Landslip 1 & 2
The subject is the same for both images but there are seventeen years that separate them. There is nothing new about whole chunks of cliff face falling onto the beach and we have witnessed more cliff falls than usual this winter. But as a subject that I have returned to it is interesting for me to compare these two images from different time zones in my artistic practice.
The actions are the same: Landslip: a geological phenomenon which involves a wide range of ground movement. In this instance, natural erosion by the action of over-saturated ground causing the slide of a large mass of earth and rock down a cliff face to be deposited on the beach below. These cliff-falls are nothing new and we are sure to see many more in the future.
Technique. The difference between these two images is that they represent differences in technique and reflect the changes that have taken place in digital technology over this time span.
Landslip 1 was painted in the still relatively modern medium of plastics made by mixing polymers and pigment to produce acrylics. Once the paint is dry, (theoretically) it is not possible to undo any of the previous stages of the process. (In practice it is possible to erase some of the layers but there will be traces of paint left behind which frankly creates a very interesting surface texture). The standard way to proceed is to add another layer of paint (or drawing or whatever) on top of what is already there.
Landslip 2 is a product of two key stages using different media. An initial drawing – using age-old, low-tech materials – carbon pencil, ink, gouache and gum arabic washes, laid onto a piece of paper primed with gesso. A digital photograph of the image was taken and then developed further within the digital arena. (In this case, the software on my iphone). At this stage, I have options. I might decide to print the image onto a piece of watercolour paper and rework back into it using my original organic materials: pencil, pen, washes of colour, oil resist etc. The real difference is that I can digitally record certain stages along the way which means it becomes a much more flexible process. I am able to go back to any of these steps that I have saved and rework them.
Copyright. By the same token, although I no longer own the original Landslip 1 (painted in 1995), I could take the photographic record I have of it (or any other come to that) and ‘re-work’ it digitally into another artwork because as the creator, I still own the copyright.

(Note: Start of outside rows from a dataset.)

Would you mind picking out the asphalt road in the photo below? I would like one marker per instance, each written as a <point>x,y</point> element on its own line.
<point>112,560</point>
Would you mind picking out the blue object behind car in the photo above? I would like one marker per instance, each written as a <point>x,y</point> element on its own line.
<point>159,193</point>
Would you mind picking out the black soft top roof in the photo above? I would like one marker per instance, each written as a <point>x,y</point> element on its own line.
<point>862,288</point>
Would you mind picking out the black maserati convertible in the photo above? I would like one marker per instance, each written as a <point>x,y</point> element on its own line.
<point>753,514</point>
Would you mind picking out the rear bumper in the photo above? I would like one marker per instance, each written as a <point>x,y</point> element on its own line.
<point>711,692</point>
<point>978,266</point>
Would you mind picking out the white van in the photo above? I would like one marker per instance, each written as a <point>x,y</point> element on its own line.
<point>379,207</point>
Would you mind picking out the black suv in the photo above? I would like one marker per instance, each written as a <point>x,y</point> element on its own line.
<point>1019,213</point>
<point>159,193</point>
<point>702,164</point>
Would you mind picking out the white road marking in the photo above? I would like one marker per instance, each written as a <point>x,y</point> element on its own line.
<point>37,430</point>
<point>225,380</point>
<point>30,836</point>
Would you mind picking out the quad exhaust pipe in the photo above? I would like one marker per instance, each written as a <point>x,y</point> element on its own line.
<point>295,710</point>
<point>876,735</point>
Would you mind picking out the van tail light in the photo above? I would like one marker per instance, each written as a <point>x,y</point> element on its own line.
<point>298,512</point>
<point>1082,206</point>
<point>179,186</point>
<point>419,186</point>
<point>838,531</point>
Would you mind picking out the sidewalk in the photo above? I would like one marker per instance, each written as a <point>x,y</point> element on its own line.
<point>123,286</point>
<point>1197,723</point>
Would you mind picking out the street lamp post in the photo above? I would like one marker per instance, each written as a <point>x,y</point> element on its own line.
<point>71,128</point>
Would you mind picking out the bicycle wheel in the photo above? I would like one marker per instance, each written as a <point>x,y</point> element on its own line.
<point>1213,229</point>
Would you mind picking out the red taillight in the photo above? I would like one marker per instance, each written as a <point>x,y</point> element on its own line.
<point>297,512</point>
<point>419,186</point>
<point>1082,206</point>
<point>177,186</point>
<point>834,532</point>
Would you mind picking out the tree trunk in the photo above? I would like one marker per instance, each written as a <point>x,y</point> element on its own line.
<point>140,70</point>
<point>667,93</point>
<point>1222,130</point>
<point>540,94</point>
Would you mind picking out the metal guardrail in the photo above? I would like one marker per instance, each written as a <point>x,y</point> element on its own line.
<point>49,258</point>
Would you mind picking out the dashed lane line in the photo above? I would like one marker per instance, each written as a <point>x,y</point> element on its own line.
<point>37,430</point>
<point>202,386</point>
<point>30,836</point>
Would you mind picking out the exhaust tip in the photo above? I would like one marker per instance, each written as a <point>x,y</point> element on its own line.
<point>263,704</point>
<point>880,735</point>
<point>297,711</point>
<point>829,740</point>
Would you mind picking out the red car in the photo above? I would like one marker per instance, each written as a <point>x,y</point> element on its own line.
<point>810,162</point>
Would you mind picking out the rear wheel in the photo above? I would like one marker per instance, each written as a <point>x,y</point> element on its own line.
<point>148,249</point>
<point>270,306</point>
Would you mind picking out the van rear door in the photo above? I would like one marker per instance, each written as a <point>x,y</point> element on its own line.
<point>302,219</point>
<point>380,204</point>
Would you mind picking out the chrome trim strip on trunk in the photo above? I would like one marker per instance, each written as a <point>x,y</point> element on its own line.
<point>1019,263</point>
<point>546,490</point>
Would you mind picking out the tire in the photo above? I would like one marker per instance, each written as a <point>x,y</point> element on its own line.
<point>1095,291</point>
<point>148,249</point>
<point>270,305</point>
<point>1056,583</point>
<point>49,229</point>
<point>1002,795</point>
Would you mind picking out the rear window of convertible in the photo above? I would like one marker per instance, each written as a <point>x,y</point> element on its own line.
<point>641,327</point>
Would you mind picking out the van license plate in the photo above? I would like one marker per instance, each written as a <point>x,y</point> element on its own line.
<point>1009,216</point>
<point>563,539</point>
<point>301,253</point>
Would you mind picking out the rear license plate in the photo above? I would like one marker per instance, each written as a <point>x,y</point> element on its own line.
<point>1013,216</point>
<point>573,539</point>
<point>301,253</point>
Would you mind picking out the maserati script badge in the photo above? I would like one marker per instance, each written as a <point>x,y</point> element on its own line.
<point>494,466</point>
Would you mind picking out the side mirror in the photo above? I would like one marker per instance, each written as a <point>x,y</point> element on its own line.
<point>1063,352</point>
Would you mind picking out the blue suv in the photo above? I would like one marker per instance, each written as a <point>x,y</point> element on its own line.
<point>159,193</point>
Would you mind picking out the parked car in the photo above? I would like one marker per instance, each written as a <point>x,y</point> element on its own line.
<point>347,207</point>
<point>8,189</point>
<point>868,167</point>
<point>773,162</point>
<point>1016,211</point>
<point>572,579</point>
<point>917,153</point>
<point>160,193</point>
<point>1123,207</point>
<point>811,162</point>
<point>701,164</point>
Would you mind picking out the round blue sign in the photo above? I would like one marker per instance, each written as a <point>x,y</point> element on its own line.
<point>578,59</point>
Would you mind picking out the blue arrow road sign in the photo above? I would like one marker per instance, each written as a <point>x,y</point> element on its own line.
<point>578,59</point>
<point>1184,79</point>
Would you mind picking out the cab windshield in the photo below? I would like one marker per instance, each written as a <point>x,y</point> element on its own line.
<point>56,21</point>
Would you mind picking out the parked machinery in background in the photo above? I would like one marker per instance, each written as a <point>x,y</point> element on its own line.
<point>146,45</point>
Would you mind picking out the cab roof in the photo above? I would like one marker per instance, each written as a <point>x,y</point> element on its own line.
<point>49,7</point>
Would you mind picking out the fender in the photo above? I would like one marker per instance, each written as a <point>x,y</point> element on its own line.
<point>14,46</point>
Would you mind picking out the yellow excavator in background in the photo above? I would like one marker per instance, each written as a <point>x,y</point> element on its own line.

However, ever since I started the digital experiment I have pondered where exactly does it fit into my practice? If I have produced a piece of artwork using digital software somewhere in the process, is it still art? At first, I found it hard to accept that it was art. But of course, the answer is undoubtedly yes! I have creative control over all the processes. The idea is conceived by me, the facilitator, I make the decisions and it is all my own work. Phew! David Hockney did it so it must be OK.
Landslip 1 & 2.
The sentiments are the same: I, me, the artist, am a silent witness. A witness to the natural destruction of localised, unstable land-forms. A witness to order turned into chaos: the reshaping of the landmass in the natural process of erosion. A witness to the danger of its unpredictable nature which can cause death to human life. I can see the layers of history once safely locked in the subsoil strata now a darkly-spewed stain on the beach. Branches and roots, ripped from their beds, now lie exposed like bare, bleached bones, the process of buffering and polishing already begun by the pounding of the sea and the sand. I watch as it becomes part of the ebb and flow rhythm of the beach until finally, consumed by the mighty ocean, there is nothing left to see.
The landslip thus becomes a mere snapshot of time in motion and I am here to witness it. I was there seventeen years ago, another place another time, and I am here now. It is just part of a normal cycle of nature. Nothing has changed except my means of expressing it.